The Christian Gospels give two widely differing genealogies for Jesus, which have continued to baffle theologians throughout the centuries.
Not only are these genealogies irreconcilable, but the stories of the two accounts of the birth of Jesus, as given by Matthew and Luke, are also radically different.
How can this be accounted for? An ancient tradition tells that there were two children named Jesus, a year apart in age, born to parents called Mary and Joseph.
These two Jesus children, brought up in close proximity, eventually 'united' in a mysterious way, resulting in a single 'Jesus' who was destined to grow up and fulfil the prophecies of the Old Testament.
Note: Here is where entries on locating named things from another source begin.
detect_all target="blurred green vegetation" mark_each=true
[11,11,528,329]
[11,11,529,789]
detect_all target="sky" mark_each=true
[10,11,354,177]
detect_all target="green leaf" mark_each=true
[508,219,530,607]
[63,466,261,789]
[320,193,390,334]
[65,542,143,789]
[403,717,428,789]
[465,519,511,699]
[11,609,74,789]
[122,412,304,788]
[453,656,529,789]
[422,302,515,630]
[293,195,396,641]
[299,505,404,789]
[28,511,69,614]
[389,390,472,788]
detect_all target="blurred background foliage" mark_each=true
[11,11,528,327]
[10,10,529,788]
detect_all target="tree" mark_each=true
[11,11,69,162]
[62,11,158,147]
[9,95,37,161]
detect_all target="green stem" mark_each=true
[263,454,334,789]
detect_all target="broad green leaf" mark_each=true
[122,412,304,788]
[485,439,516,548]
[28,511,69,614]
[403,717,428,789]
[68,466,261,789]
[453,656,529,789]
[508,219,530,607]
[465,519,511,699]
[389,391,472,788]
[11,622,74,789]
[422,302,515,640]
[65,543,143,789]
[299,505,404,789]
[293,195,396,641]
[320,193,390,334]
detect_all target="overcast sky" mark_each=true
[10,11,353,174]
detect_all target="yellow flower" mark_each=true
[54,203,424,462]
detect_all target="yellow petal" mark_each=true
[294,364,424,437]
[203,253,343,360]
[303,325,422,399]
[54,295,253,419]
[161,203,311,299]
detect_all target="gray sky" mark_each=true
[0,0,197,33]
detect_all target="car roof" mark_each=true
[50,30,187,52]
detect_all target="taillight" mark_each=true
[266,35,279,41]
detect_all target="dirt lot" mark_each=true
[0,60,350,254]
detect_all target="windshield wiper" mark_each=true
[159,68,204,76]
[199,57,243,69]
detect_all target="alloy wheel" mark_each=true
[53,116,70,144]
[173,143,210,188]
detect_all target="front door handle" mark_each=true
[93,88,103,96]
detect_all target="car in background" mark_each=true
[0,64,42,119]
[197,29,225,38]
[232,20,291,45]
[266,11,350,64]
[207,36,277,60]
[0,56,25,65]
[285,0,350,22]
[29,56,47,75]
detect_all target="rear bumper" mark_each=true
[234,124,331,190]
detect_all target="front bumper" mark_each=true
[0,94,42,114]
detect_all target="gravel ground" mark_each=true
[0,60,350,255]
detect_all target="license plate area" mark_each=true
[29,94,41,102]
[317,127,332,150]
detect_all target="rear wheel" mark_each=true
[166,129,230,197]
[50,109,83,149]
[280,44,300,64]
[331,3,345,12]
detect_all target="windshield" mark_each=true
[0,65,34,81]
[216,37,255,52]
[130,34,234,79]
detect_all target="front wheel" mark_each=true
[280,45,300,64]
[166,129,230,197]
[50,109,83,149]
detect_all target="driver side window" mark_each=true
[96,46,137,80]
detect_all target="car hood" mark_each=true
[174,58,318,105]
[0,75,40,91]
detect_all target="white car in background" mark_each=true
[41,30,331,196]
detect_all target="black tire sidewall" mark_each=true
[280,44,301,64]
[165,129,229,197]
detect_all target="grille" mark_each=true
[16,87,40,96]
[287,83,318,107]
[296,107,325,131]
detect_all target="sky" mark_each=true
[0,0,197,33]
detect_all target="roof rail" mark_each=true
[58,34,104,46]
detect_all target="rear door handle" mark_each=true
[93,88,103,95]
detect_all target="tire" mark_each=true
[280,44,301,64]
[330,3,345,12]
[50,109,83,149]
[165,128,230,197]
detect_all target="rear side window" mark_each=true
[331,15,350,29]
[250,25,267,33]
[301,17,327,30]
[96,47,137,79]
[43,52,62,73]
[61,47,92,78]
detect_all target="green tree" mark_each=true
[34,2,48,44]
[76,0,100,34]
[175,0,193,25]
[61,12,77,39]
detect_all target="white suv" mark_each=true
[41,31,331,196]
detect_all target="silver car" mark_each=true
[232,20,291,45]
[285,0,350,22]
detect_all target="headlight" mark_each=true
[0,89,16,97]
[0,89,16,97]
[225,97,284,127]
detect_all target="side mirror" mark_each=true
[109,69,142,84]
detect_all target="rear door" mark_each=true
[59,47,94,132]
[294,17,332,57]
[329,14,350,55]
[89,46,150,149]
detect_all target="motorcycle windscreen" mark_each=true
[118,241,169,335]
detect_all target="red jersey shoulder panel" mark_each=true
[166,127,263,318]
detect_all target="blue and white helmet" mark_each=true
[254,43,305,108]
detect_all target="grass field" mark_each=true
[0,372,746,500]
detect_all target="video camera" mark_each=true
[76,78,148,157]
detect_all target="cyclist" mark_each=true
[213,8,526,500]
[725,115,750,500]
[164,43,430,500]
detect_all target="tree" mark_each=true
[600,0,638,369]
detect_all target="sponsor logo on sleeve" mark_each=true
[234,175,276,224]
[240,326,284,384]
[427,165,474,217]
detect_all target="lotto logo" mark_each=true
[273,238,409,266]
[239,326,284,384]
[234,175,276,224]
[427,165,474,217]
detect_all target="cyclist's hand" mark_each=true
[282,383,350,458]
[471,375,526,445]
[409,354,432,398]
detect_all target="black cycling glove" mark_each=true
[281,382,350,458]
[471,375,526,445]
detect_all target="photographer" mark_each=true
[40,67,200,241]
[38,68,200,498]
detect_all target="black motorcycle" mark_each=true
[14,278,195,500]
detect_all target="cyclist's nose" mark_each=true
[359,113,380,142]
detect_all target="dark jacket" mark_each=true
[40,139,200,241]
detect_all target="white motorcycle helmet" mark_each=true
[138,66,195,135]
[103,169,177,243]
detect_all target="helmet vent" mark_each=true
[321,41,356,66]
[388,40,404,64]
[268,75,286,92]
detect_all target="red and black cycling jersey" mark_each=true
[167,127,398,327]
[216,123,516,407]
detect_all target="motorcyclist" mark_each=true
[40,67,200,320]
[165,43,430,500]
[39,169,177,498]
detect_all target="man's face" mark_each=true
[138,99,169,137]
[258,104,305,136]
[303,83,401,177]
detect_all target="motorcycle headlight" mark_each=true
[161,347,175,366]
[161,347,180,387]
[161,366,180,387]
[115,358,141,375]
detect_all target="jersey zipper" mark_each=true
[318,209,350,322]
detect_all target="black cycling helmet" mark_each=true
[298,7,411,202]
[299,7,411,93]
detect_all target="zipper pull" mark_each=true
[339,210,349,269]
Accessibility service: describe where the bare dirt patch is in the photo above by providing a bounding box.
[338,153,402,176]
In grappling with this mystery, Nesfield-Cookson uses all available sources: the biblical accounts, New Testament apocryphal writings, Aramaic and Hebrew documents discovered in the Qumran caves in the twentieth century (the 'Dead Sea Scrolls'), writings by Syrian theologians of the thirteenth century, and in particular the statements by the philosopher and scientist Rudolf Steiner (the first in modern times to assert that two Jesus children existed). The author also refers to the many works of art - largely by Italian artists of the Renaissance period - which appear to depict two Jesus children.
Fifteen of these paintings are reproduced as beautiful, full colour plates.
The author develops a parallel theme regarding the mystery of Christ and Jesus, that of the gradual descent of Christ - the Spirit of the Sun - from the spiritual world into a physical body.